C9300/C9500 Operation • 314
– Perceptual
Best choice for printing photographs. Compresses the
source gamut into the printer's gamut while maintaining the
overall appearance of an image.
– Saturation
Best choice for printing bright and saturated colors if you
don't necessarily care how accurate the colors are. This
makes it the recommended choice for graphs, charts,
diagrams etc. Maps fully saturated colors in the source
gamut to fully saturated colors in the printer's gamut.
– Relative Colorimetric
Good for proofing CMYK color images on a desktop printer.

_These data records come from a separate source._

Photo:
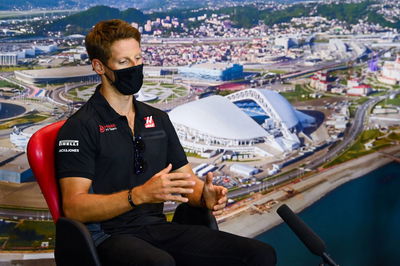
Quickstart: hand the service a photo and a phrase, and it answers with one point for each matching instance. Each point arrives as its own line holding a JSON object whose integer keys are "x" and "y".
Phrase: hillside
{"x": 247, "y": 16}
{"x": 83, "y": 21}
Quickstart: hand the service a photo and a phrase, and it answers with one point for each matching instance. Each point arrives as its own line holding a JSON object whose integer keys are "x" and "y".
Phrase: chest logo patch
{"x": 149, "y": 122}
{"x": 106, "y": 128}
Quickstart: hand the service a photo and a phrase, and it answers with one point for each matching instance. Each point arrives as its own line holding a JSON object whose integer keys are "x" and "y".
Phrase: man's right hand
{"x": 164, "y": 186}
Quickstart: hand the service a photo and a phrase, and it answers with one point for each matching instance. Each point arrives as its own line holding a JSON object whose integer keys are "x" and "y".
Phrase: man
{"x": 119, "y": 159}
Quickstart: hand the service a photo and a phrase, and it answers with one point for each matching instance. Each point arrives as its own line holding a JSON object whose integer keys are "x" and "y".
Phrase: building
{"x": 244, "y": 170}
{"x": 14, "y": 167}
{"x": 320, "y": 81}
{"x": 213, "y": 71}
{"x": 58, "y": 75}
{"x": 258, "y": 122}
{"x": 356, "y": 88}
{"x": 286, "y": 42}
{"x": 390, "y": 73}
{"x": 8, "y": 59}
{"x": 360, "y": 90}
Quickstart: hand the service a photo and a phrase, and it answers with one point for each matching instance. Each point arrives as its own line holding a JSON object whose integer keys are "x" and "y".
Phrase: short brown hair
{"x": 99, "y": 40}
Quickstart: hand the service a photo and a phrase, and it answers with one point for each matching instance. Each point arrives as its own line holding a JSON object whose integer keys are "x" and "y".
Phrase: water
{"x": 359, "y": 222}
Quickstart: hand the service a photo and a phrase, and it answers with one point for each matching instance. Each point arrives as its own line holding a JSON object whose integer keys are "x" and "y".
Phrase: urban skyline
{"x": 316, "y": 93}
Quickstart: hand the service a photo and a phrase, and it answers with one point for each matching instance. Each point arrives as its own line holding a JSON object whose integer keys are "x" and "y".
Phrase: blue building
{"x": 213, "y": 71}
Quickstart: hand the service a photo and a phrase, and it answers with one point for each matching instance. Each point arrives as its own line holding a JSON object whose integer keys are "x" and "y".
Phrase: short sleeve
{"x": 175, "y": 153}
{"x": 75, "y": 150}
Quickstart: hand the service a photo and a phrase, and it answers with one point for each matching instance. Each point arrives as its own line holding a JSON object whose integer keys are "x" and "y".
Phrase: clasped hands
{"x": 167, "y": 186}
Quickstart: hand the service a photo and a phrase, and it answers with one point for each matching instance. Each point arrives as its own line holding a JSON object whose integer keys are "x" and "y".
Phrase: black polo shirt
{"x": 97, "y": 143}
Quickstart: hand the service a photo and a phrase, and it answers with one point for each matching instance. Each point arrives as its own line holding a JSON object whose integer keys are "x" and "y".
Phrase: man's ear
{"x": 98, "y": 66}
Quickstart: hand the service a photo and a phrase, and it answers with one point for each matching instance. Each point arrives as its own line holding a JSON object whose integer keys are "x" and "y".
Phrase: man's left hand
{"x": 215, "y": 197}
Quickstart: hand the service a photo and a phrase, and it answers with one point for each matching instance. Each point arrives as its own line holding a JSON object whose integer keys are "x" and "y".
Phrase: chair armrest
{"x": 186, "y": 214}
{"x": 74, "y": 244}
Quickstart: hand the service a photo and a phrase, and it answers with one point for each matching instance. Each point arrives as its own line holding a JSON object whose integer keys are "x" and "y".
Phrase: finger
{"x": 219, "y": 207}
{"x": 222, "y": 200}
{"x": 181, "y": 183}
{"x": 216, "y": 213}
{"x": 209, "y": 178}
{"x": 179, "y": 198}
{"x": 174, "y": 176}
{"x": 178, "y": 190}
{"x": 166, "y": 170}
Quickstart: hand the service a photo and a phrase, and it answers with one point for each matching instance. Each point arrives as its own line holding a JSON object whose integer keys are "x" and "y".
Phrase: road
{"x": 355, "y": 129}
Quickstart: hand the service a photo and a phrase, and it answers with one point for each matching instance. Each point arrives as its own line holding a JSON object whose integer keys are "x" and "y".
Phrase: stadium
{"x": 58, "y": 75}
{"x": 257, "y": 122}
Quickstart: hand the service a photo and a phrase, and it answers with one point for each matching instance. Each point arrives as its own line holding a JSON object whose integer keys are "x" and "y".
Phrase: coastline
{"x": 258, "y": 215}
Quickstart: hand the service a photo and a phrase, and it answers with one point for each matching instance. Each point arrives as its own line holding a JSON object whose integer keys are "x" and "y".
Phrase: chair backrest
{"x": 41, "y": 157}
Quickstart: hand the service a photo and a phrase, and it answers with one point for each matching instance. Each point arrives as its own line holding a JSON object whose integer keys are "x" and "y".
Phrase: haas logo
{"x": 149, "y": 122}
{"x": 107, "y": 128}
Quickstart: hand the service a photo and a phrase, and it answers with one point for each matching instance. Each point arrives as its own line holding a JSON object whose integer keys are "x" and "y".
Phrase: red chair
{"x": 74, "y": 244}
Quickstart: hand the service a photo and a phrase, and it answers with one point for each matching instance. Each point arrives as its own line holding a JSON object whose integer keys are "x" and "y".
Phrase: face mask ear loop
{"x": 110, "y": 80}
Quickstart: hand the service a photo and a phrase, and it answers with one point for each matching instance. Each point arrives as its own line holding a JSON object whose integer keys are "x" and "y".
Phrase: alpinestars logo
{"x": 107, "y": 128}
{"x": 149, "y": 122}
{"x": 69, "y": 143}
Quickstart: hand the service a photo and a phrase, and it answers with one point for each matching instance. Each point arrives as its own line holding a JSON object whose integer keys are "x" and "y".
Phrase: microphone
{"x": 310, "y": 239}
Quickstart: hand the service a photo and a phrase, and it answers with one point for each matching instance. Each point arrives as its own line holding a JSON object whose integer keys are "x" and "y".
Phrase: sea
{"x": 358, "y": 221}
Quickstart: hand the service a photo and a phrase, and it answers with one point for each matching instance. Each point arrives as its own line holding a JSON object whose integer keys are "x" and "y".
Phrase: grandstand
{"x": 254, "y": 121}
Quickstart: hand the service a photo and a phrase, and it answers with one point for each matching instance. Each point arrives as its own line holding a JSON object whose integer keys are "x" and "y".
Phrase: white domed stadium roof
{"x": 282, "y": 107}
{"x": 218, "y": 117}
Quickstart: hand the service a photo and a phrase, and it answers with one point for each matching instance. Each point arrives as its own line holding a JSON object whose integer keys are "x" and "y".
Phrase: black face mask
{"x": 129, "y": 80}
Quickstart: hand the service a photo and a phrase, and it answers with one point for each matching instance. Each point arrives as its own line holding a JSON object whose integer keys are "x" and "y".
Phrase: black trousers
{"x": 175, "y": 244}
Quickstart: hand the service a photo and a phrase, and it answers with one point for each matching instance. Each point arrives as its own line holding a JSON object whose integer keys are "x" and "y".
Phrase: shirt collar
{"x": 106, "y": 112}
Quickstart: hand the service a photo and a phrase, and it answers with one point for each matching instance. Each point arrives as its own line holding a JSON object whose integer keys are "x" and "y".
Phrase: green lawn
{"x": 6, "y": 84}
{"x": 29, "y": 118}
{"x": 300, "y": 93}
{"x": 166, "y": 85}
{"x": 358, "y": 149}
{"x": 30, "y": 235}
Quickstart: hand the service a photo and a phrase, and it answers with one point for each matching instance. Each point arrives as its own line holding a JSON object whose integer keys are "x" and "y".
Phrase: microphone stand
{"x": 327, "y": 260}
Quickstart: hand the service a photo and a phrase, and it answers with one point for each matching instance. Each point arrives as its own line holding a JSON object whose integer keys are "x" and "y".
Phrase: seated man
{"x": 119, "y": 159}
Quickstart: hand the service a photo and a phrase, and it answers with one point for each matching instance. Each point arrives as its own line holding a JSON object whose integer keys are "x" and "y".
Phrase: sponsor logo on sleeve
{"x": 106, "y": 128}
{"x": 69, "y": 144}
{"x": 149, "y": 122}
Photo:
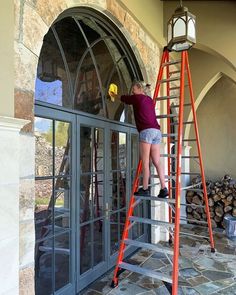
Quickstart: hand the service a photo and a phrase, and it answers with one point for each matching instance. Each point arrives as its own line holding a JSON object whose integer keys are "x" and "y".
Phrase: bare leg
{"x": 144, "y": 148}
{"x": 155, "y": 155}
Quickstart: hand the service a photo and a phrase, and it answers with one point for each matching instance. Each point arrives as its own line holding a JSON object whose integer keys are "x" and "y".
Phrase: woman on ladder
{"x": 149, "y": 135}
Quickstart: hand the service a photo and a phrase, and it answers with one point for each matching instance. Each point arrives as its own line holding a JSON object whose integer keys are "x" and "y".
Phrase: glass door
{"x": 91, "y": 200}
{"x": 54, "y": 202}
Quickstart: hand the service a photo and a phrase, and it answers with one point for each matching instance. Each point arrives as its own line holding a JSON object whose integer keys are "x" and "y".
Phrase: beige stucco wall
{"x": 217, "y": 120}
{"x": 149, "y": 14}
{"x": 7, "y": 58}
{"x": 32, "y": 21}
{"x": 216, "y": 26}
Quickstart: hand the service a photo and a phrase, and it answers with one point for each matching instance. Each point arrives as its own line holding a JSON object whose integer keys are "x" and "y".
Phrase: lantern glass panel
{"x": 179, "y": 28}
{"x": 169, "y": 32}
{"x": 191, "y": 28}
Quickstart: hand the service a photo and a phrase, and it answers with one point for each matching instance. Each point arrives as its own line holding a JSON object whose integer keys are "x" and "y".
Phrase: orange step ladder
{"x": 171, "y": 76}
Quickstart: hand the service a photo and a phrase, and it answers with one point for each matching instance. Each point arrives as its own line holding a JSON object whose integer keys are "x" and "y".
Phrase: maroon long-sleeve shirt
{"x": 144, "y": 112}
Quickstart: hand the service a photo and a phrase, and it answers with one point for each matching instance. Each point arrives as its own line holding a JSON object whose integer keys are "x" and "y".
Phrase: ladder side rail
{"x": 169, "y": 161}
{"x": 200, "y": 155}
{"x": 127, "y": 223}
{"x": 175, "y": 272}
{"x": 159, "y": 76}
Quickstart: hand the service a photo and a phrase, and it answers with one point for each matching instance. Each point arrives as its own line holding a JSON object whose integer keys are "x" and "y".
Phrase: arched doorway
{"x": 86, "y": 151}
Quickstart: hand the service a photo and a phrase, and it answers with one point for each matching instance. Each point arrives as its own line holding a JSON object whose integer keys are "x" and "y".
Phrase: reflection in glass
{"x": 86, "y": 191}
{"x": 87, "y": 92}
{"x": 98, "y": 189}
{"x": 122, "y": 151}
{"x": 62, "y": 203}
{"x": 114, "y": 232}
{"x": 85, "y": 149}
{"x": 62, "y": 148}
{"x": 52, "y": 84}
{"x": 72, "y": 42}
{"x": 43, "y": 267}
{"x": 85, "y": 248}
{"x": 43, "y": 208}
{"x": 43, "y": 146}
{"x": 98, "y": 151}
{"x": 62, "y": 260}
{"x": 98, "y": 243}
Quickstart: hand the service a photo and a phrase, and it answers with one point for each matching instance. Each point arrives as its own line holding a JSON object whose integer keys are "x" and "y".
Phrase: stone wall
{"x": 32, "y": 21}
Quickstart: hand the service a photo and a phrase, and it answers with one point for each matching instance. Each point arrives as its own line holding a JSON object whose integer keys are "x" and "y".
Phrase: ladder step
{"x": 171, "y": 63}
{"x": 177, "y": 105}
{"x": 175, "y": 156}
{"x": 166, "y": 177}
{"x": 146, "y": 272}
{"x": 153, "y": 198}
{"x": 149, "y": 246}
{"x": 167, "y": 97}
{"x": 166, "y": 116}
{"x": 193, "y": 220}
{"x": 169, "y": 134}
{"x": 174, "y": 72}
{"x": 151, "y": 221}
{"x": 187, "y": 173}
{"x": 170, "y": 80}
{"x": 184, "y": 123}
{"x": 193, "y": 235}
{"x": 167, "y": 200}
{"x": 185, "y": 139}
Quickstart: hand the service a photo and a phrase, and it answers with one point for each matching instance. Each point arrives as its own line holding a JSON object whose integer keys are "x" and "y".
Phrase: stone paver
{"x": 201, "y": 272}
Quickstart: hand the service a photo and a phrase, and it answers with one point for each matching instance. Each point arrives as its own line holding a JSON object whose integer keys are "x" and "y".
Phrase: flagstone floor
{"x": 201, "y": 272}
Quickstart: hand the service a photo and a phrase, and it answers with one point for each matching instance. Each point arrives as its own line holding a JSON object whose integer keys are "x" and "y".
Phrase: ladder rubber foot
{"x": 113, "y": 284}
{"x": 168, "y": 287}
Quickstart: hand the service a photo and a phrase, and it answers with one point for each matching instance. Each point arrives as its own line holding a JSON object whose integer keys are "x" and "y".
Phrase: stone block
{"x": 24, "y": 104}
{"x": 25, "y": 67}
{"x": 34, "y": 29}
{"x": 49, "y": 10}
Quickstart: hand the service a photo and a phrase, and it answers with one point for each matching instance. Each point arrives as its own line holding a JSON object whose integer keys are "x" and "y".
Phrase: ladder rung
{"x": 166, "y": 116}
{"x": 170, "y": 80}
{"x": 177, "y": 105}
{"x": 167, "y": 97}
{"x": 187, "y": 173}
{"x": 168, "y": 200}
{"x": 193, "y": 235}
{"x": 169, "y": 134}
{"x": 146, "y": 272}
{"x": 174, "y": 72}
{"x": 151, "y": 221}
{"x": 193, "y": 220}
{"x": 166, "y": 177}
{"x": 177, "y": 87}
{"x": 150, "y": 246}
{"x": 169, "y": 63}
{"x": 175, "y": 156}
{"x": 184, "y": 123}
{"x": 185, "y": 139}
{"x": 153, "y": 198}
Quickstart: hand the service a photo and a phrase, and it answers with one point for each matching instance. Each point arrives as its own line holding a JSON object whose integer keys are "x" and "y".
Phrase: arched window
{"x": 80, "y": 57}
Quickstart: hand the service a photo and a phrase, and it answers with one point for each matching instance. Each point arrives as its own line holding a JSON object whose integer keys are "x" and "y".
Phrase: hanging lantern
{"x": 181, "y": 30}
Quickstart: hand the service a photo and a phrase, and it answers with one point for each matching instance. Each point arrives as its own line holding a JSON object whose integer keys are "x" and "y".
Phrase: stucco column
{"x": 9, "y": 209}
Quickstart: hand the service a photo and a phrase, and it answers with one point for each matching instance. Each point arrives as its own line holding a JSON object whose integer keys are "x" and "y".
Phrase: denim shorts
{"x": 150, "y": 135}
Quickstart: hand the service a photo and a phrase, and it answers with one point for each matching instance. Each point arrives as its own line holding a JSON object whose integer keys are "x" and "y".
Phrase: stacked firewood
{"x": 221, "y": 200}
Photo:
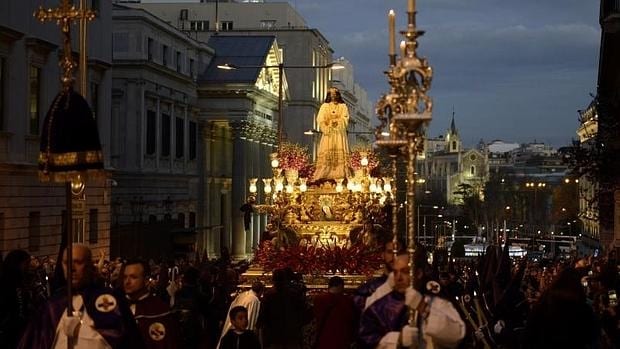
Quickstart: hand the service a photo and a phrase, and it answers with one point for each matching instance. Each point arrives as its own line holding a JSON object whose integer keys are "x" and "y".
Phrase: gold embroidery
{"x": 73, "y": 158}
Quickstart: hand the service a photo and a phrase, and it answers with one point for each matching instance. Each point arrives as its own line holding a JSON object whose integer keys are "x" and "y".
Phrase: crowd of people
{"x": 489, "y": 302}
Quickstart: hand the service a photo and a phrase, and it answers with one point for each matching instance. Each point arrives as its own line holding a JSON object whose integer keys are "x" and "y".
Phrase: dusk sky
{"x": 512, "y": 70}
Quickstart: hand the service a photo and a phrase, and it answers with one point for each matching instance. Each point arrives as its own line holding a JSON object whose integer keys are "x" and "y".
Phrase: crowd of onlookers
{"x": 522, "y": 304}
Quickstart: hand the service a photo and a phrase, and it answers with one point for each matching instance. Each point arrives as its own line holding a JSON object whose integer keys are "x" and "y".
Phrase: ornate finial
{"x": 64, "y": 16}
{"x": 405, "y": 110}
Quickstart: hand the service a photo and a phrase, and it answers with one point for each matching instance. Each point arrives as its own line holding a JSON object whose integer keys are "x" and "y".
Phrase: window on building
{"x": 267, "y": 24}
{"x": 95, "y": 5}
{"x": 192, "y": 140}
{"x": 180, "y": 138}
{"x": 120, "y": 42}
{"x": 34, "y": 99}
{"x": 164, "y": 55}
{"x": 63, "y": 221}
{"x": 151, "y": 132}
{"x": 192, "y": 219}
{"x": 149, "y": 48}
{"x": 138, "y": 42}
{"x": 199, "y": 26}
{"x": 227, "y": 25}
{"x": 2, "y": 225}
{"x": 165, "y": 135}
{"x": 93, "y": 225}
{"x": 94, "y": 98}
{"x": 34, "y": 231}
{"x": 2, "y": 84}
{"x": 183, "y": 15}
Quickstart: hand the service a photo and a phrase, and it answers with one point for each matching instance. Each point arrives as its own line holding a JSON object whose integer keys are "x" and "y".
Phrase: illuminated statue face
{"x": 333, "y": 94}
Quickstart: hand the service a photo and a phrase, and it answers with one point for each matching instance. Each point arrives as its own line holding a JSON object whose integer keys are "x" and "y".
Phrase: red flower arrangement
{"x": 292, "y": 156}
{"x": 355, "y": 158}
{"x": 311, "y": 259}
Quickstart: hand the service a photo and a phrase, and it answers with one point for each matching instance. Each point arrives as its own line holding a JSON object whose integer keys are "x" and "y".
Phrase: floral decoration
{"x": 319, "y": 259}
{"x": 292, "y": 156}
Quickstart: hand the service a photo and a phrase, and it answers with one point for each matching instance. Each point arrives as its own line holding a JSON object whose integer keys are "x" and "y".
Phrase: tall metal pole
{"x": 411, "y": 159}
{"x": 83, "y": 54}
{"x": 280, "y": 78}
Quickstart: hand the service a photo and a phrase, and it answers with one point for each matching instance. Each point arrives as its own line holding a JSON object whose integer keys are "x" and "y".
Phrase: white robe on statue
{"x": 333, "y": 151}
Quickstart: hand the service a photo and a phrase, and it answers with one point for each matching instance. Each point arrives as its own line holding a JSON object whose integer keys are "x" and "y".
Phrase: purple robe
{"x": 385, "y": 315}
{"x": 116, "y": 326}
{"x": 365, "y": 290}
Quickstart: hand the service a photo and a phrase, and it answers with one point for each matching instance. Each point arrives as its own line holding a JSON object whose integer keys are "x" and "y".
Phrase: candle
{"x": 392, "y": 28}
{"x": 478, "y": 309}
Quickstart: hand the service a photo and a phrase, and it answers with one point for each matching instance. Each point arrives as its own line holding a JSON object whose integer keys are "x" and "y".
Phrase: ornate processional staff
{"x": 405, "y": 111}
{"x": 70, "y": 150}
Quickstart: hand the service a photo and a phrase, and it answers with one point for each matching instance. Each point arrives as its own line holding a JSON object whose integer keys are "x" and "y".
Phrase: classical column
{"x": 251, "y": 172}
{"x": 238, "y": 188}
{"x": 203, "y": 218}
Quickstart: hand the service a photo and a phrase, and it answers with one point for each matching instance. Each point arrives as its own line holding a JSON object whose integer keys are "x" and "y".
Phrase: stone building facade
{"x": 31, "y": 212}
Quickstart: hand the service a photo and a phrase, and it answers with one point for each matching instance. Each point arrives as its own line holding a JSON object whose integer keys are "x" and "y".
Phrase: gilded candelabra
{"x": 405, "y": 111}
{"x": 328, "y": 211}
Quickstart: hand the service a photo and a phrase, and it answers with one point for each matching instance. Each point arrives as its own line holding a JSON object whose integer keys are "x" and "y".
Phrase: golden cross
{"x": 64, "y": 16}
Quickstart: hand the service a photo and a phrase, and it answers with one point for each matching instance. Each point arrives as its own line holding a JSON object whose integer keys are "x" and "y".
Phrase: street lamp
{"x": 434, "y": 207}
{"x": 280, "y": 67}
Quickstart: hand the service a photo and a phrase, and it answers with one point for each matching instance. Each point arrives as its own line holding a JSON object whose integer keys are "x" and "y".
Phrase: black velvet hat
{"x": 70, "y": 144}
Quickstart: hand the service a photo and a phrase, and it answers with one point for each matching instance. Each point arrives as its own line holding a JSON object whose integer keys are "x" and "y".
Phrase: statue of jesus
{"x": 333, "y": 151}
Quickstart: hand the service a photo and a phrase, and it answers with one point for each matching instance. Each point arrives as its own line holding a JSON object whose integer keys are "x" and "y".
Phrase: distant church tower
{"x": 453, "y": 140}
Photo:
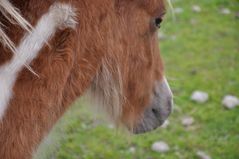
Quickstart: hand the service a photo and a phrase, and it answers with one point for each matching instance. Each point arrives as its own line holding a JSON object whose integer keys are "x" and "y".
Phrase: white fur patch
{"x": 58, "y": 16}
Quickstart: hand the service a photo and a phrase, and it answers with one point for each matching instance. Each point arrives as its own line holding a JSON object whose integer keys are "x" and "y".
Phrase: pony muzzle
{"x": 158, "y": 111}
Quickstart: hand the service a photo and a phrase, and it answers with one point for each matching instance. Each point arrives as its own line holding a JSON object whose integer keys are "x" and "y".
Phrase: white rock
{"x": 230, "y": 102}
{"x": 132, "y": 149}
{"x": 203, "y": 155}
{"x": 165, "y": 124}
{"x": 178, "y": 10}
{"x": 160, "y": 146}
{"x": 225, "y": 11}
{"x": 161, "y": 35}
{"x": 196, "y": 8}
{"x": 111, "y": 126}
{"x": 199, "y": 96}
{"x": 187, "y": 121}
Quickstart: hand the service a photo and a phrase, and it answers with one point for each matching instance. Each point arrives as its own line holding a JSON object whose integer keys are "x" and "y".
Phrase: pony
{"x": 54, "y": 51}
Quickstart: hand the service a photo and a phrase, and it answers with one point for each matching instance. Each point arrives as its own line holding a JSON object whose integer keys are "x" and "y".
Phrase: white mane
{"x": 12, "y": 15}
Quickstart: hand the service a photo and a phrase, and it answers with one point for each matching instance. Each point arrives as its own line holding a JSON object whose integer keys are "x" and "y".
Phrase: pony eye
{"x": 158, "y": 22}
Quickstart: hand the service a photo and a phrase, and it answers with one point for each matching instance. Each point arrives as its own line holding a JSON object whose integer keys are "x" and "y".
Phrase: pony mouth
{"x": 159, "y": 110}
{"x": 151, "y": 121}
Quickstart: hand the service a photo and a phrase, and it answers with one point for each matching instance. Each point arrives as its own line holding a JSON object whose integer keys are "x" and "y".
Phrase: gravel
{"x": 196, "y": 8}
{"x": 203, "y": 155}
{"x": 187, "y": 121}
{"x": 160, "y": 146}
{"x": 199, "y": 97}
{"x": 230, "y": 102}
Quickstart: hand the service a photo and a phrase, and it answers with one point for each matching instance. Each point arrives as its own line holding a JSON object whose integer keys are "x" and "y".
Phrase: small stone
{"x": 174, "y": 37}
{"x": 178, "y": 10}
{"x": 132, "y": 149}
{"x": 111, "y": 126}
{"x": 203, "y": 155}
{"x": 196, "y": 8}
{"x": 187, "y": 121}
{"x": 230, "y": 102}
{"x": 225, "y": 11}
{"x": 160, "y": 146}
{"x": 199, "y": 97}
{"x": 165, "y": 124}
{"x": 161, "y": 35}
{"x": 193, "y": 21}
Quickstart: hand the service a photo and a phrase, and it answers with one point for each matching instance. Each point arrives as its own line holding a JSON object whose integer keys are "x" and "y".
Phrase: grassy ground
{"x": 201, "y": 52}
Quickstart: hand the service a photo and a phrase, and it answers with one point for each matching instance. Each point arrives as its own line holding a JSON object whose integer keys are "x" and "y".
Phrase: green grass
{"x": 203, "y": 56}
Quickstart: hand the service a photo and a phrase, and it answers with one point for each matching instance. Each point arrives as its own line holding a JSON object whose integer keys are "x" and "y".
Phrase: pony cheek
{"x": 133, "y": 113}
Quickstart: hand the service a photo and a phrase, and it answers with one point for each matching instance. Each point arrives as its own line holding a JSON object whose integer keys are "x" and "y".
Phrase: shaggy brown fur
{"x": 117, "y": 34}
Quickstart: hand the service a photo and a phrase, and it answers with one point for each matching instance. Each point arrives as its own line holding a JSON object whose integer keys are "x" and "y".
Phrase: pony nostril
{"x": 156, "y": 112}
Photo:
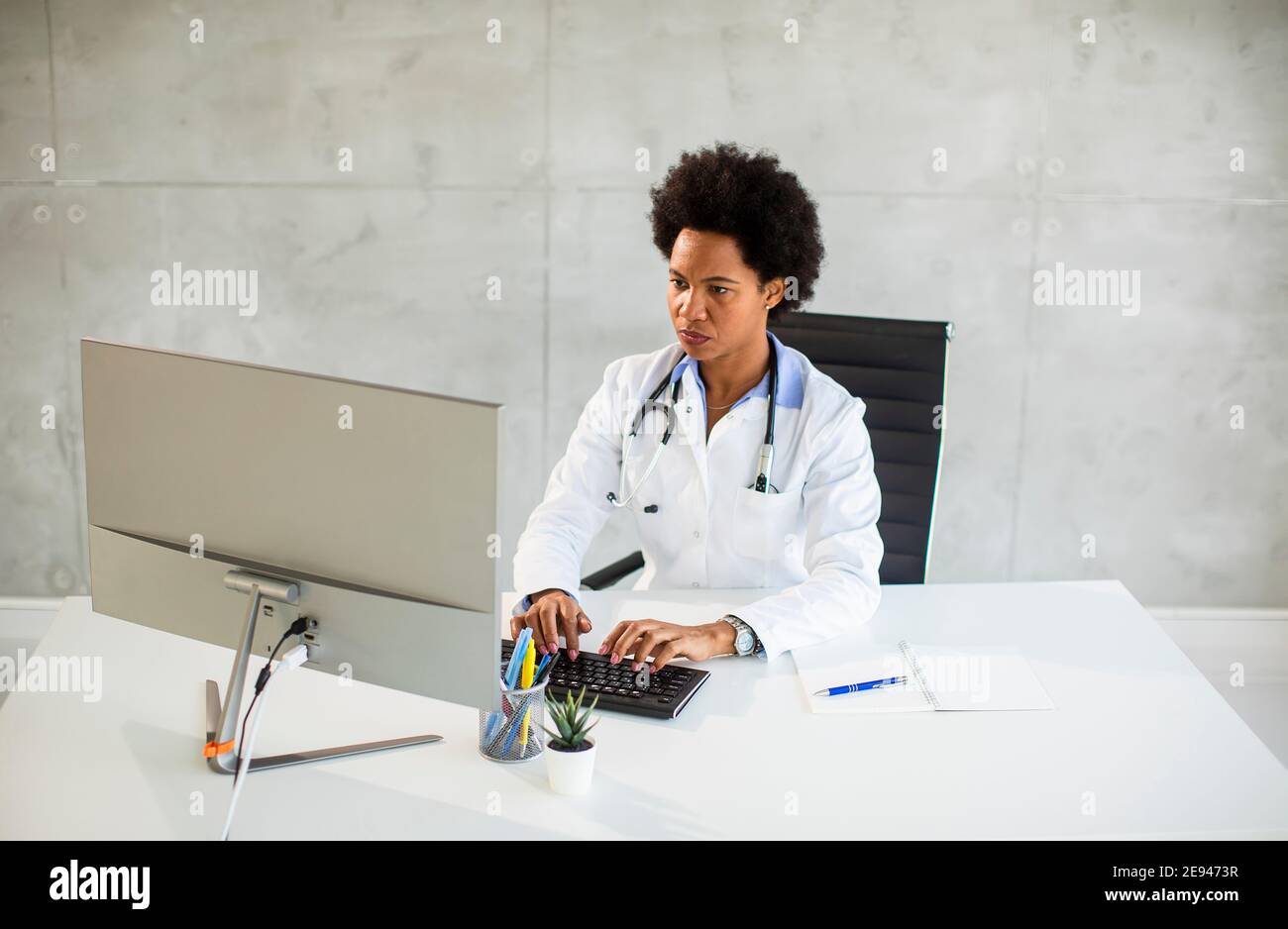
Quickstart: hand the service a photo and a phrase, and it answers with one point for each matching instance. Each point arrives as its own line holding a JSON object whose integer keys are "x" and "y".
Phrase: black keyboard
{"x": 669, "y": 690}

Much like Absolute Colorimetric, except that it scales the
source white to the (usually) paper white; i.e. unlike
Absolute Colorimetric, this attempts to take the paper white
into account.
– Absolute Colorimetric
Best for printing solid colors and tints, such as Company
logos etc. Matches colors common to both devices exactly,
and clips the out of gamut colors to their nearest printed
equivalent. Tries to print white as it appears on screen. The
white of a monitor is often very different from paper white,
so this may result in color casts, especially in the lighter
areas of an image.
c. Color Control = No Color Matching
Use this option to switch off all printer color matching.
d. Color Control = Print in Grayscale
This option prints all documents as monochrome.